20. Empleo de un promotor que dirige la expresión de un gen en células Sca-1⁺ como vehículo de una estrategia terapéutica para el tratamiento y/o la prevención de una anomalía cromosómica asociada a una patología humana que tiene su origen en células stem.

21. Empleo según la reivindicación 20, en el que dicha anomalía cromosómica asociada a una patología humana con origen en células stem se selecciona entre anomalías cromosómicas asociadas con la leucemia mieloide crónica, la leucemia linfoblástica aguda de estirpe B, la leucemia linfoblástica aguda de estirpe T, o con la migración de células stem hematopoyéticas o embrionarias.

22. Empleo según la reivindicación 20 ó 21, en el que dicha estrategia terapéutica para el tratamiento y/o la prevención de una anomalía cromosómica asociada a patología humana que tienen su origen en células stem comprende la inactivación de un gen o fusión génica maligna, la inclusión de un gen funcional del que se carece o el re-emplazamiento de un gen defectuoso por un gen funcional.

23. Una composición farmacéutica que comprende una construcción de ADN que comprende un gen terapéutico adecuado para el tratamiento y/o la prevención de una anomalía cromosómica asociada a patología humana con origen en células stem, y un promotor que dirige la expresión de un gen en células Sca-1⁺, estando dicho gen terapéutico bajo el control de dicho promotor que dirige la expresión en células Sca-1⁺, junto con, opcionalmente, uno o más excipientes farmacéuticamente aceptables.

24. Composición farmacéutica según la reivindicación 23, en el que dicho gen terapéutico es un gen o una construcción génica útil para el tratamiento y/o la prevención de una anomalía cromosómica asociada a patología humana con origen en células stem.

25. Composición farmacéutica según la reivindicación 24, en el que dicho gen terapéutico se se- lecciona entre ribozimas; genes, fusiones o construcciones génicas antisentido; y genes, fusiones o construcciones génicas útiles frente al gen creado y/o activado por una anomalía cromosómica asociada a patología humana con origen en células stem.

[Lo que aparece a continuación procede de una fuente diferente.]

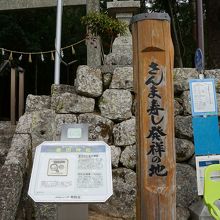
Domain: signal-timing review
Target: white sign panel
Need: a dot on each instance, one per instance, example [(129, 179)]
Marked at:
[(203, 97), (201, 163), (71, 172)]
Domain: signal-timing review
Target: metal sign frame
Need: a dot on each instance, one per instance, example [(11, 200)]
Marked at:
[(76, 172)]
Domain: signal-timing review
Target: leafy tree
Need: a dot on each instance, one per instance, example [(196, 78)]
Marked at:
[(182, 26)]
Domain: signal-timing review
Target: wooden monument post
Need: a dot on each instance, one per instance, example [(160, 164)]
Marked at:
[(153, 79)]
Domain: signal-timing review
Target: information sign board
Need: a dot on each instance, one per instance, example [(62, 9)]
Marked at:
[(203, 97), (66, 171)]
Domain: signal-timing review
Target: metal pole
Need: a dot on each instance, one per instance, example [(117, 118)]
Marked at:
[(13, 96), (58, 41), (21, 92), (200, 29)]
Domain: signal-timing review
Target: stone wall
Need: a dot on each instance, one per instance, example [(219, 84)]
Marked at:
[(104, 99)]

26. Composición farmacéutica según cualquiera de las reivindicaciones 23 a 25, en el que dicha anomalía cromosómica asociada a patología humana con origen en células stem es una anomalía cromosómica asociada a leucemia mieloide crónica, leucemia linfoblástica aguda de estirpe B, leucemia linfoblástica aguda de estirpe T, o a la migración de células stem hematopoyéticas o embrionarias.

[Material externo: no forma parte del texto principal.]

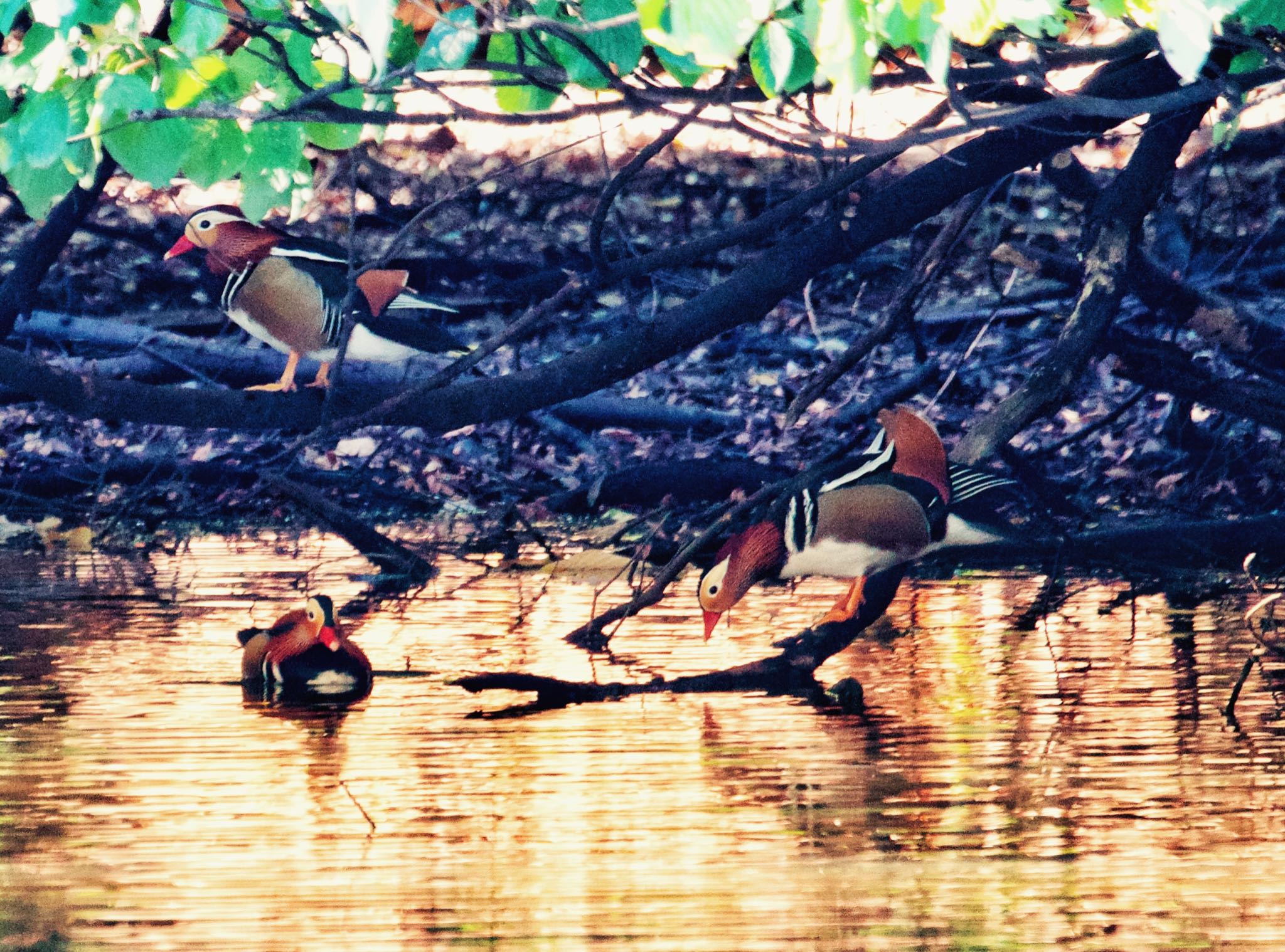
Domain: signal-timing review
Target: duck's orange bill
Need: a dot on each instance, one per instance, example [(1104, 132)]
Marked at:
[(711, 621), (180, 247)]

27. Composición farmacéutica según cualquiera de las reivindicaciones 23 a 26, en la que dicho gen terapéutico se encuentra en un vector viral o no viral.

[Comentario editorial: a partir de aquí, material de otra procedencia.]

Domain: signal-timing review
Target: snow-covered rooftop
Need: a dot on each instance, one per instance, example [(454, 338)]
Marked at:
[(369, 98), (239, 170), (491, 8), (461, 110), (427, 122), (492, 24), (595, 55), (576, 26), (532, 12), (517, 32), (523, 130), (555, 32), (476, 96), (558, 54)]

28. Empleo de un promotor que dirige la expresión de un gen en células Sca-1⁺ en la elaboración de una composición farmacéutica para el tratamiento y/o la prevención de una alteración cromosómica asociada a patología humana que tiene su origen en células stem.

29. Empleo según la reivindicación 28, en el que dicha anomalía cromosómica asociada a patología humana con origen en células stem se selecciona entre anomalías cromosómicas asociadas con la leucemia mieloide crónica, la leucemia linfoblástica aguda de estirpe B, la leucemia linfoblástica aguda de estirpe T, o con la migración de células stem hematopoyéticas o embrionarias.